Bugaboo Co. manufactures three types of cookies: Fluffs, Crinkles, and Snaps. The production process is relatively simple, and factory overhead costs are allocated to products using a single plant-wide factory rate based on direct labor hours. Information for the month of May 2000, Bugaboo's first month of operations, follows:
- Budgeted
- Unit Volume Direct Labor
- Hours per unit
- Fluffs 80,000 boxes 0.10
- Crinkles 60,000 boxes 0.20
- Snaps 20,000 boxes 1.00
Bugaboo has budgeted direct labor costs for May at $4.50 per hour. Budgeted direct materials costs for May are: Fluffs, $0.85/unit; Crinkles $0.40/unit; and Snaps $0.30/unit.

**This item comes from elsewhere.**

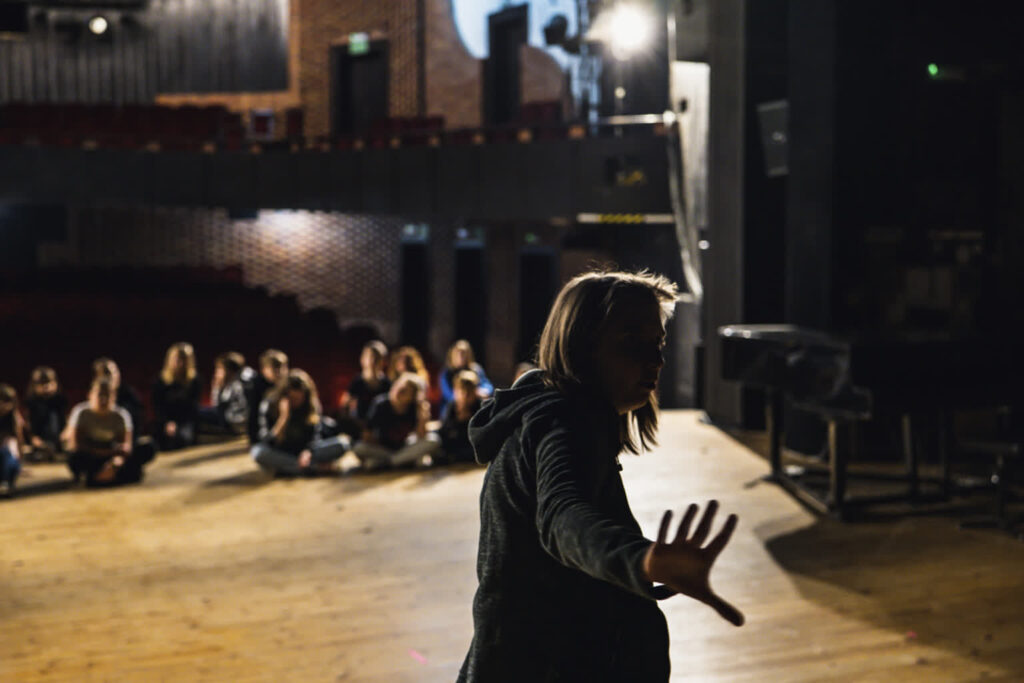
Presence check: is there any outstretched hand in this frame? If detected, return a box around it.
[644,501,743,626]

Bugaboo's budgeted overhead costs for May are:
- Indirect labor $280,000
- Utilities 65,000
- Supplies 45,000
- Depreciation 30,000
- Total $420,000
Assume that Bugaboo sells all the boxes it produces in May.
(a) Compute Bugaboo's plant-wide factory overhead rate for May.
(b) Compute May's product cost for each type of cookie.
(c) Does Bugaboo's use of a plant-wide factory overhead rate in any way distort May's product costs?